Peter had a professional engagement the week we were to leave, so I took the 28-hour trip with our 6-week-old son, our 7 year-old daughter, and my mother — who was there to help, but mostly drank wine and napped seven rows behind us.
(Other than that, she was pretty helpful.)
The airline had seated us all separately, including the baby, so I had to beg other passengers — many who had invested years of savings into this ticket to Johannesburg — to switch. I think I cried four separate times. At every transfer point, we had visa issues, so it took us two extra days to actually get to Windhoek. And at the airport there was … no one!
I think if I hadn’t just had a baby, I would have been more prepared, but I sort of decompensated as soon as I arrived. It was 104 degrees, our assigned house had no furniture and was swelling with mosquitos because of a dilapidated pool, and almost everything was closed, as Namibia shuts down for most of January. I was sweaty and leaking milk, and I felt seriously ready to kill everyone.
On the upside, Namibia’s landscape and people did not disappoint. The place is stunning, and everyone I met was so nice and helpful. Every time we went to the town’s one open restaurant (I couldn’t bear to cook), our server would grab the baby and take him to the kitchen, so I could have a break. After a week we went to a game reserve to see some animals.
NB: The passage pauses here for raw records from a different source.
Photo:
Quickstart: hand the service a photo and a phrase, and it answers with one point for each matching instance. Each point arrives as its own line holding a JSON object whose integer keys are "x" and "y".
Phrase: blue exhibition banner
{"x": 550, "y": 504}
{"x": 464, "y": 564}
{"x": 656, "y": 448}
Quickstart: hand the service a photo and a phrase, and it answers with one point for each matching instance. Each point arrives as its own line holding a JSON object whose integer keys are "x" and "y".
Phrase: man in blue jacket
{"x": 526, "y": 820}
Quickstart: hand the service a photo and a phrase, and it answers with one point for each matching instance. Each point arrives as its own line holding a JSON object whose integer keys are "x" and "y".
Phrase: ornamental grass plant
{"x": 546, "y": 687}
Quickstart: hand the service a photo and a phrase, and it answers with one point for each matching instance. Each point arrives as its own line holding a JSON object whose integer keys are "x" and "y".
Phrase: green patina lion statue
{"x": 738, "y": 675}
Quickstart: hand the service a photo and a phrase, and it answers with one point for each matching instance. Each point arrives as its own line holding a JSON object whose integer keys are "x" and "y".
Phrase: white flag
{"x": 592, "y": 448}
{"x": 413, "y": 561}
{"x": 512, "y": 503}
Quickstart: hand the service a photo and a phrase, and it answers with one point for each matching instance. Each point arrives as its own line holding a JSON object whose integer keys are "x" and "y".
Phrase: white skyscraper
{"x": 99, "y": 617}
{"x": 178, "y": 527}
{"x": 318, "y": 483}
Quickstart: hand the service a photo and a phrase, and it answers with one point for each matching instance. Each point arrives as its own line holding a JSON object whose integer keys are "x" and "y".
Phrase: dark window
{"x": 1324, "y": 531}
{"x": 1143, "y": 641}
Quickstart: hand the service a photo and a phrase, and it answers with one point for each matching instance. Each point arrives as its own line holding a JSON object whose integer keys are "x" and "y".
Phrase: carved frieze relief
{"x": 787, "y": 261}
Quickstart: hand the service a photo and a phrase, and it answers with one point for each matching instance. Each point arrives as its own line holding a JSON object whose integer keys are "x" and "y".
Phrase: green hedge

Once I looked into the eyes of a rhinoceros, I knew everything would be okay.
How would you rank your move using the Gupte Scale?
Destination: 5
Resources: 1
Timing: 1
So I guess that’s a 7/15.
How did your relocation challenge you, personally and professionally?
I was incredibly lonely the first two months. There was a lot of me driving around on the left side of the road in the blazing heat, trying to figure out how to buy sheets. And I started to resent my husband, who was going to all of these welcoming events while I looked after the kids. I definitely didn’t prepare for that.
I wish, before I’d left, someone had taken me aside to remind me that this relocation was about his job, so I would have to carve out my own niche. Or actually, I wish I’d just thought about it more. Once I got to Namibia with nothing professionally to do, I became a tad unhinged.
How did you make the most of your move, demonstrating grit and creativity?
As soon as I was able to string together five hours of sleep, I started writing down all of the ridiculous things that were happening around me. Like baboons stealing my very last can of baby formula. Or having to bribe four people with specifically requested Victoria’s Secret perfume to obtain a temporary visa.
Eventually, all of these funny things (and not so funny) ended up morphing into my novel, Embassy Wife.
What lessons have you learned that you would like to share with others?
You will definitely be the center of your own universe for a while, so prepare. I learned this from my State Department friends. They bring games, books, movies, the coffee they like, the tampons that work for them, EVERYTHING. All so they can be comfortable when they’re homesick. At first I thought it was ridiculous, but when I was on my last nerve and my daughter was bugging me for Annie’s Organic mac and cheese, I started to understand.
Anything else you’d like to add for our readers?
Living abroad as a family is challenging, but so is life. Once you’ve had to entertain your kids by racing weird-looking crickets in the middle of the Kalahari in deadly heat, COVID isolation is a breeze! I won’t sugarcoat our time in Namibia; it was exhausting, and my kids gave me a hard time, and my husband and I fought a lot. But when I wrote this book, I realized that every bad thing that happened made us better in some way.
Well, almost every bad thing. I could have done without the food poisoning from zebra steaks. Which could be seen as a don’t-eat-zebra lesson, but I’m just not sure when I’ll have the chance to use that wisdom again!